Probably you all (y'all) think the Americans don't know anything about the typical Dutch sport korfball. And you're right, they don't. Most of them. But there is one exception: the group that played korfball during the late seventies and the eighties. Team USA participated at world championships and was the revelation of the World Games in 1985. They upset the international world of korfball (which by then was basically just The Netherlands and Belgium) and won the bronze medal.

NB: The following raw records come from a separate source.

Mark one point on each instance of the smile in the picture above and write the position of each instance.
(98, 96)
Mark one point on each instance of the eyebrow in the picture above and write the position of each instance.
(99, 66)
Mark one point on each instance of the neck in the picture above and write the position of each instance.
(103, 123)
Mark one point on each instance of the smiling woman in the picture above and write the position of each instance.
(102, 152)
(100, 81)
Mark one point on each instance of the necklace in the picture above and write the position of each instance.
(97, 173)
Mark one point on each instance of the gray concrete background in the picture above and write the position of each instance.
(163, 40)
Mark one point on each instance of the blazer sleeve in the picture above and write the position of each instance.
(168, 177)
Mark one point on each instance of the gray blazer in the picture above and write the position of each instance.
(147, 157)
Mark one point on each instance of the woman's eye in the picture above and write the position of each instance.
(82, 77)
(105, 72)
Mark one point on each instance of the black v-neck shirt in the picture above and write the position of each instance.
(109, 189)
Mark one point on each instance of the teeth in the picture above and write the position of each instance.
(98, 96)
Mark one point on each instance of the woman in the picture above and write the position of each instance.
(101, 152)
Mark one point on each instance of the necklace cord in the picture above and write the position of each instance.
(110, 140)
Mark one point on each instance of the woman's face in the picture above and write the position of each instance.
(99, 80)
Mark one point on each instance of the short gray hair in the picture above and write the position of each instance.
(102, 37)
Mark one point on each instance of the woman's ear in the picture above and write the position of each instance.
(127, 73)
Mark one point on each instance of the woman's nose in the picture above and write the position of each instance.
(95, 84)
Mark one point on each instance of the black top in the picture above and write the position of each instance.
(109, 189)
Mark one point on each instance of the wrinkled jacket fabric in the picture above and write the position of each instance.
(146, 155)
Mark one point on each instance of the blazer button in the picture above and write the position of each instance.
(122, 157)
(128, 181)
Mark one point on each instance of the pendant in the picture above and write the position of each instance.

Chris 'Cheeks' Frederick was a member of the team who competed at that World Games. "Most of us were converted basketball players. We knew the idea of man to man defense, we knew the idea of moving without the ball, but not being able to dribble was tough and then off course shooting on the eleven and a half foot basket; that was a challenge for us." USA surprised England and West-Germany at a penalty shoot-out for the bronze. "I remember I took the first one and put the pressure on the other teams."
In the Netherlands korfball is played in the typical clubs structure of the country. A structure that is not known in the United States. Cheeks: "Korfball was played in colleges. In Tulsa, Oklahoma and Houston, Texas and Oregon State, they had korfball clubs. It started to die out when our generation started to age out, so we're hoping younger people picking it up again, because it's a great co-ed sport. We have the athletes to be good at korfball."
Back in 1985 Cheeks Frederick was chosen in the all star team by the IKF. An election he is proud of. "I take that as a very high honour", he says with a big smile on his face. "Hey, it really happened, it's in print, it's not something someone made up, so I'm very grateful for that." The group of korfball players from 40 years ago is invited at the day of the semi-finals at the World Games in Birmingham. It's a little reunion and there is an official moment at the Birmingham Jefferson Convention Center. "We got a beautiful certificate, a recognition of achievements given by the IKF of us winning the bronze medal back in the days. We are really thankful the federation looks after older athletes like us."